Литмир - Электронная Библиотека
A
A

– Но разве мы идем не в Котсволдс?

Робин сам не понимал, почему ему на ум пришли Котсволдские холмы, район к северу-западу от Оксфорда с пустынными полями и лесами. Просто казалось, что это самое подходящее место для побега. Может, когда-то он прочитал о нем в бульварном романе и решил, что Котсволдс кишит беглецами. В любом случае это лучше, чем центр Оксфорда.

– Нас как раз и будут искать в Котсволдсе, – ответила Виктуар. – Они ждут, что мы сбежим, и уже прочесывают с собаками лес. Но неподалеку от центра города есть убежище…

– Нет, мы не можем… Я выдал это убежище, Ловелл знал о нем, и значит, Плейфер наверняка тоже…

– Есть еще одно, мне показал Энтони, рядом с Рэдклиффской библиотекой есть вход в туннель. Идем, я покажу.

Ближе к библиотеке Рэдклиффа Робин услышал вдалеке собачий лай.

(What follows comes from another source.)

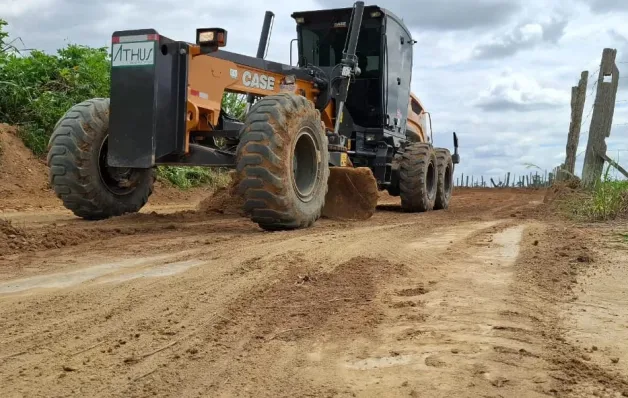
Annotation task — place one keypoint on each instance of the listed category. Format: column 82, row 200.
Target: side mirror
column 291, row 42
column 209, row 39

Наверное, полиция обыскивает весь город, люди и собаки прочесывают каждую улицу. Но вдруг, как ни удивительно, он потерял желание бежать. Ведь в руке у него была пластина «усин», он мог в любой момент стать невидимым.

А ночной Оксфорд оставался все таким же безмятежным, по-прежнему казался безопасным, как будто здесь их никогда не арестуют. Город, словно вытесанный из прошлого: древние шпили и башенки, мягкий лунный свет на старых камнях и мощеных улицах. Дома были такими обнадеживающе крепкими, древними и вечными. Пробивающийся сквозь арочные окна свет по-прежнему обещал тепло, старые книги и горячий чай; навевал мысли об идиллической жизни ученого, который может без каких-либо последствий разглагольствовать об абстрактных идеях.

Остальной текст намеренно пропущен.